Снова наступает молчание.

— Мне не стоило так говорить, — шепчет она спустя миг. — Это несправедливо.

— Все нормально. Это правда.

— Что еще ты должен был делать? Обращаться с нами, как и все остальные? Думаю, моя семья тоже мертва, — говорит она. — Но тоже не уверена. Это мучительно, когда не знаешь точно.

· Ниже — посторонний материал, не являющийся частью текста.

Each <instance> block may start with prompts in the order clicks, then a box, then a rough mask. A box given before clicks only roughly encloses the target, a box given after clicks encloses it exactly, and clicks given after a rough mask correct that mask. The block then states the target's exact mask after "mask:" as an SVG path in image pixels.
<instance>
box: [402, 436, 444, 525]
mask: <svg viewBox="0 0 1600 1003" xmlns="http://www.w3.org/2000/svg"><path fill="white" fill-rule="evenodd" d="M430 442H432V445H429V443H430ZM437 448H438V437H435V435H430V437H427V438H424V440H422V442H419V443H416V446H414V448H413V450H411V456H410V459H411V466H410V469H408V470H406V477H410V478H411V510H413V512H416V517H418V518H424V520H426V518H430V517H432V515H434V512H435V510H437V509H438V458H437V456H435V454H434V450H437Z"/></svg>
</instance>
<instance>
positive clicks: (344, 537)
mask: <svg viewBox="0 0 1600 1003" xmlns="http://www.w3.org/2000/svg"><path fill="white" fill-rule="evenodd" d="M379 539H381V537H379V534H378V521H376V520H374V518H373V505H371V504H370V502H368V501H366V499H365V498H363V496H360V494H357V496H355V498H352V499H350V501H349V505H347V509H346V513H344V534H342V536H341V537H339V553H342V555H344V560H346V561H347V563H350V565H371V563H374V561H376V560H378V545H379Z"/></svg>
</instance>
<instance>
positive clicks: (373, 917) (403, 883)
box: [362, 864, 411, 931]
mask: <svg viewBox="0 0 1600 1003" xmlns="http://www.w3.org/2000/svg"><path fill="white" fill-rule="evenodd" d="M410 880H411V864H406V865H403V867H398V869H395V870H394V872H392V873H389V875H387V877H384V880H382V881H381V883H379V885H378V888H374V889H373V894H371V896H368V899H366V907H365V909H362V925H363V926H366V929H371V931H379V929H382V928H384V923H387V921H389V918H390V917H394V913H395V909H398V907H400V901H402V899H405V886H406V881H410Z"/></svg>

Мы стоим, глядя друг другу в глаза.

Мне знакомо это чувство. Оно преследует меня с тех пор, когда я впервые увидел ее. Она все еще смотрит на меня, и я чувствую, как мои щеки краснеют. Почему я не могу выдавить из себя и слова?

Она первой отводит взгляд и снова отворачивается.

— Тебе лучше залезть под кровать, — говорит она мне, не поворачивая головы. — Они могут вернуться в любую минуту.

Я продолжаю стоять, как идиот.

— Кому говорят! — шипит Хошико. — Чего ты ждешь?

Я вновь ныряю под кровать. Матрас надо мной опускается. Она снова легла на кровать.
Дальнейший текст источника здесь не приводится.